Human activity in this ecoregion over thousands of years has left a significant mark on the landscape. Nomadic Bedouin tribes graze livestock on vegetation in arid, shrub-dominated areas, whereas the rich soils surrounding the Tigris and Euphrates, overlapping with the ancient ‘fertile crescent’ region, provide ideal conditions for growing crops such as date palms and citrus fruits. Woody vegetation is frequently harvested for firewood. Several protected areas exist across the region, encompassing a broad range of habitats, and several new nature reserves have been proposed for Iraq. Notable sites include Burqu Nature Reserve in Jordan and Al-Talila Reserve, the first protected area created specifically for the purpose of biodiversity conservation in Syria. Several important Bird Areas in Jordan and Iraq reflect the importance of this ecoregion for migratory birds.
Desertification as a result of climate change poses an existential threat to ecosystems across the entire region, exacerbated by overgrazing and extensive woodcutting for firewood. Poor farming practices and inappropriate management of water resources around the Tigris and Euphrates will increase rates of desertification further unless significant and immediate action is taken. Uncontrolled hunting and wildlife trade are an issue in multiple localities, affecting species such as the horned sand viper and houbara bustard. Long-running conflicts in Syria and Iraq threaten the environment further by disrupting conservation efforts and causing significant habitat degradation in areas where fighting is concentrated.

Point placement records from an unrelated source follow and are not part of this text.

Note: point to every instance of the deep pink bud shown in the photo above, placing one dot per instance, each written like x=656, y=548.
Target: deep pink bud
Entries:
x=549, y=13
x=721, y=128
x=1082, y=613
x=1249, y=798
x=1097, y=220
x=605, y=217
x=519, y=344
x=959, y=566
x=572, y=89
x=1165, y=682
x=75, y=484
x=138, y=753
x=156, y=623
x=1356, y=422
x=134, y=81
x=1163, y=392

Priority conservation actions in the next decade will be to: 1) develop a robust anti-desertification plan, including a controlled grazing scheme for the shrublands and better water-management strategies; 2) identify key areas which have been significantly degraded and implement a restoration plan for these sites; and 3) increase efforts to reduce illegal hunting of wildlife.

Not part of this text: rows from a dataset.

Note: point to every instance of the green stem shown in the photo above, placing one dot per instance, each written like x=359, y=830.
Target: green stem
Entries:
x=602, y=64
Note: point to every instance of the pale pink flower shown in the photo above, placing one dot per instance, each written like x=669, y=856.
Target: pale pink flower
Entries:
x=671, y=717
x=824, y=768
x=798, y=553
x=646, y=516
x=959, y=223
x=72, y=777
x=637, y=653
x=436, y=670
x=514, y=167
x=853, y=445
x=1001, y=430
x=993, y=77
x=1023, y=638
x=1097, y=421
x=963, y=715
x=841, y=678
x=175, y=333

- The Hashemite Kingdom of Jordan Ministry of Environment. (2014). ‘The Fifth National Report on the Implementation of the Convention on Biological Diversity. [Online]. Available from: [Accessed 21/08/2019].
- Serra, G. et al. (2009). ‘Assessment and Characterisation of Al Talila Reserve and Surrounding Palmyrean Desert’.
- Nature Iraq (no date) Haditha Wetlands & Baghdadi (IQ050). [Online]. Available from: [Accessed 21/08/2019].